FIGURE 2 : SKETCH OF MICROSCOPIC STRUCTURE OF THE COMPOSITE RED BLOOD CELL MEMBRANE (from REF)


Cell morphogenesis

At the mesoscopic level, the recent active gel hydrodynamic theories have proven their efficiency in capturing the essential physics of various actomyosin-based cell processes. To study the drastic deformations undergone by a cell over cytokinesis, the last step of cell division, we developed pioneering numerical simulations, in axisymmetric non-linear geometry, where the cortex is represented as a thin layer of active gel, generating visco-active surface tensions (see Video 1 and Figure 3).
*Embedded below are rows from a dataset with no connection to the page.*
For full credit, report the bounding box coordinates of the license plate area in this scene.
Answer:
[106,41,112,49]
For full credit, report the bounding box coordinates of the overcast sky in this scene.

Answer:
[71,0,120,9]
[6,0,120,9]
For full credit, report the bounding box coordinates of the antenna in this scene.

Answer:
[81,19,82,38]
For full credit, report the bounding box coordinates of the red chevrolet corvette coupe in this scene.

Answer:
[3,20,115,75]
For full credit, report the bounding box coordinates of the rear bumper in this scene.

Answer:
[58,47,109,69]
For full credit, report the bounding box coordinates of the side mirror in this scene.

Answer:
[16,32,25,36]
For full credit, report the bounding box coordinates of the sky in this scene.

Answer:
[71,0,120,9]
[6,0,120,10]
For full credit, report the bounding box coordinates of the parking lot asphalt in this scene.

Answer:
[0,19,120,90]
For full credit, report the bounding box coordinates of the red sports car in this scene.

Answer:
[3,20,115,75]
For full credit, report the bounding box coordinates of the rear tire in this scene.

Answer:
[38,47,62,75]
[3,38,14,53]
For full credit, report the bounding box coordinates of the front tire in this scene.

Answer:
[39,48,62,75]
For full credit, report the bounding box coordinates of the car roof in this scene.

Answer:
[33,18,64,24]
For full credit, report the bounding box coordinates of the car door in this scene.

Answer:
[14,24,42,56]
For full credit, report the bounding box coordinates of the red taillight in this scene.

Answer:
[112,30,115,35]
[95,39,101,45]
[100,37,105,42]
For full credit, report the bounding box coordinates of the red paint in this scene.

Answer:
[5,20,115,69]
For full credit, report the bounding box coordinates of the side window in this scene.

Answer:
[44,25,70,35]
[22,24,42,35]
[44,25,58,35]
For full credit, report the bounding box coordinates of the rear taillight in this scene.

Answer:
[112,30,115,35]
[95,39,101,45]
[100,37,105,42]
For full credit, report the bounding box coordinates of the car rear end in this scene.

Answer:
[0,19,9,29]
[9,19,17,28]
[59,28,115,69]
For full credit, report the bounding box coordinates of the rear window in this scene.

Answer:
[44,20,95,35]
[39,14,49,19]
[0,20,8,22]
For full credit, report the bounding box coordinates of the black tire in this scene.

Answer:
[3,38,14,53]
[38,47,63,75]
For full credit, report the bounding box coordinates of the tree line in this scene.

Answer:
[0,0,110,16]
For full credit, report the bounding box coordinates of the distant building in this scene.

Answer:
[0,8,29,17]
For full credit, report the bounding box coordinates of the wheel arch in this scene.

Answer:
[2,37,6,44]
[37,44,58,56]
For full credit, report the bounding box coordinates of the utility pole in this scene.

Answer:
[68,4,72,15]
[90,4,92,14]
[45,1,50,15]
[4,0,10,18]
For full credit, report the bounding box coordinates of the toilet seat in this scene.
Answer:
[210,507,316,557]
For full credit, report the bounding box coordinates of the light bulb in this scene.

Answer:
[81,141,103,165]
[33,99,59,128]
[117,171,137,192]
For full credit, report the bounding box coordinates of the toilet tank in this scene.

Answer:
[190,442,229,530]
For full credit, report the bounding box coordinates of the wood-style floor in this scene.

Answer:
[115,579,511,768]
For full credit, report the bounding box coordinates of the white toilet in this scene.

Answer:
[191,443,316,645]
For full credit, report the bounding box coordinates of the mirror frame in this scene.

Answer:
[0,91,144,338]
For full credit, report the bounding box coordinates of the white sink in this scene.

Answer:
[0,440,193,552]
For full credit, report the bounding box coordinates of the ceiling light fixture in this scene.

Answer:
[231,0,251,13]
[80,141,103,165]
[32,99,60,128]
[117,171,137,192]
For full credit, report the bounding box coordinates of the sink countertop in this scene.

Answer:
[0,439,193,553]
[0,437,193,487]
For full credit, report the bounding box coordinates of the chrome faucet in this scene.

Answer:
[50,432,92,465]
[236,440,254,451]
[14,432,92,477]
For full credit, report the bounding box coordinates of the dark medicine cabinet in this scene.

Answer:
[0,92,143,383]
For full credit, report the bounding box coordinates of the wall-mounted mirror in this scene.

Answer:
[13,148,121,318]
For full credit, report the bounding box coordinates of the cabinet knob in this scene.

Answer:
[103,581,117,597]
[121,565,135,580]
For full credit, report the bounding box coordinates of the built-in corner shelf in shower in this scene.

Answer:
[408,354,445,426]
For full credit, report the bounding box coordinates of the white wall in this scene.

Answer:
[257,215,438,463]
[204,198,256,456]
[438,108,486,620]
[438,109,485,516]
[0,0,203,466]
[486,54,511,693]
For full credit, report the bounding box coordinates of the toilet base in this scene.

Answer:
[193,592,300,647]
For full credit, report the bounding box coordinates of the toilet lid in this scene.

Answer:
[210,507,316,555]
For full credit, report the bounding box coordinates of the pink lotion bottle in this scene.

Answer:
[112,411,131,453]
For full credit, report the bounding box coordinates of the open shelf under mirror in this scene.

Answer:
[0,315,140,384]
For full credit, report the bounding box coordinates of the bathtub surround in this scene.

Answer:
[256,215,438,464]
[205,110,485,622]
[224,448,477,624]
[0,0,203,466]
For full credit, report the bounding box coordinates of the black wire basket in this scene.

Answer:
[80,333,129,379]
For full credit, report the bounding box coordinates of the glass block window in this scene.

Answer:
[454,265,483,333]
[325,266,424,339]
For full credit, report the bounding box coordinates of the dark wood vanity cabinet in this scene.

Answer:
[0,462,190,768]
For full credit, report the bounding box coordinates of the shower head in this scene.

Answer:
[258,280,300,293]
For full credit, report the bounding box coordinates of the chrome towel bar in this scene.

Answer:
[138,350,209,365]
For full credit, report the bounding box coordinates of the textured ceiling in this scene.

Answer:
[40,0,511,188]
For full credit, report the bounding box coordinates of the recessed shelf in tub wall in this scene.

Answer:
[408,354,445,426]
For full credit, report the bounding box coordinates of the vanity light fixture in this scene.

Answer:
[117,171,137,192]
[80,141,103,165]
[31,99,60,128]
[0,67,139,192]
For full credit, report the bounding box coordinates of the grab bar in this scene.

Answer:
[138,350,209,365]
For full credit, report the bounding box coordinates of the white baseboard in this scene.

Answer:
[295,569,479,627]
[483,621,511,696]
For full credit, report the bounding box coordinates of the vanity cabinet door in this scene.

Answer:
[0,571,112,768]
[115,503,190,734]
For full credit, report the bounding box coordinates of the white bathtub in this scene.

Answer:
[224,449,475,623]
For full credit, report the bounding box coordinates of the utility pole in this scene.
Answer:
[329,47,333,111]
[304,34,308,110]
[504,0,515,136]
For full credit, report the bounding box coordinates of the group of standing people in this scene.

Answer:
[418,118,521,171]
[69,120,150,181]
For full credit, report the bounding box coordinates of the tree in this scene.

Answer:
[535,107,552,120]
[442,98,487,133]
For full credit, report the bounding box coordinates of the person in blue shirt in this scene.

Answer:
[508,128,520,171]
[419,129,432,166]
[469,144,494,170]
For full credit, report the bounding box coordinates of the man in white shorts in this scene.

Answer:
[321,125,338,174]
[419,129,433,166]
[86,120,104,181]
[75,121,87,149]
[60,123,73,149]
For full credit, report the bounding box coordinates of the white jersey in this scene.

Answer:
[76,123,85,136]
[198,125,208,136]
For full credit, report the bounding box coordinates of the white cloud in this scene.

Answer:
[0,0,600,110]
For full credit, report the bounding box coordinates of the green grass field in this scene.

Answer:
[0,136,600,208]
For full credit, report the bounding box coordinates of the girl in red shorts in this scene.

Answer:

The mechanics of the cortical surface is itself regulated by various signaling molecules, which exhibit a complex surface dynamics, involving adsorption, desorption, diffusion, advection by cortical flows, and dilution/accumulation upon surface deformation. These mechano-chemical couplings make the surface of cells complex self-organizing platforms, where mechanics not only translates biochemical information into morphology, but also feedbacks onto molecular expression to actively control cell's function. Such feedbacks are particularly important in processes such as cell division & polarization, that we aim to better understand through the development of powerful simulation tools in 3D.

 
  FIGURE 3:  Bifurcation diagram OF the final STATE as function of equatoriaL contractility  (from  REF )

FIGURE 3: Bifurcation diagram OF the final STATE as function of equatoriaL contractility  (from REF)

VIDEO 1: Numerical simulations & microscopy images of cytokinesis of a marine egg (sand dollar zygote).


Embryo morphogenesis

At the multicellular level, morphogenesis is furthermore regulated by mechanical interaction & biochemical communication between cells, and by external mechanical constraints. In particular, the interplay between cell contractility, cell-cell adhesion, molecular expression and fate specification remains poorly understood in early embryos and small tissues. To identify and understand the minimal self-organization principles driving multicellular morphogenetic processes, it is essential to develop realistic 4D models of interacting cells, offering general & accurate description of cell surface mechanics but also complemented by versatile options to model surface signaling dynamics and simple gene networks regulation (see Figure 4).

Such a multiscale approach is particularly essential to understand the self-organization and remarkable regulative capacities of early mammalian blastocysts. Combining numerical simulations with physical modeling, we expect to unveil, in only a few years from now, pioneering simulations of pre-implantation mammalian embryos in toto, from the zygote to the blastocyst.

COLLABORATIONS:
Dr. Jean-Léon Maître, Institut Curie.

 
  Figure 4 :  SKETCH OF AN EARLY EMBRYO WITH THE DIFFERENT PROCESSES Controlling its self-organization: gene regulation, cell division and polarization, cell mechanics and cell-cell communication.

Figure 4 : SKETCH OF AN EARLY EMBRYO WITH THE DIFFERENT PROCESSES Controlling its self-organization: gene regulation, cell division and polarization, cell mechanics and cell-cell communication.

VIDEO 2: Computational model of cell internalization in an early mammalian embryo (from ref).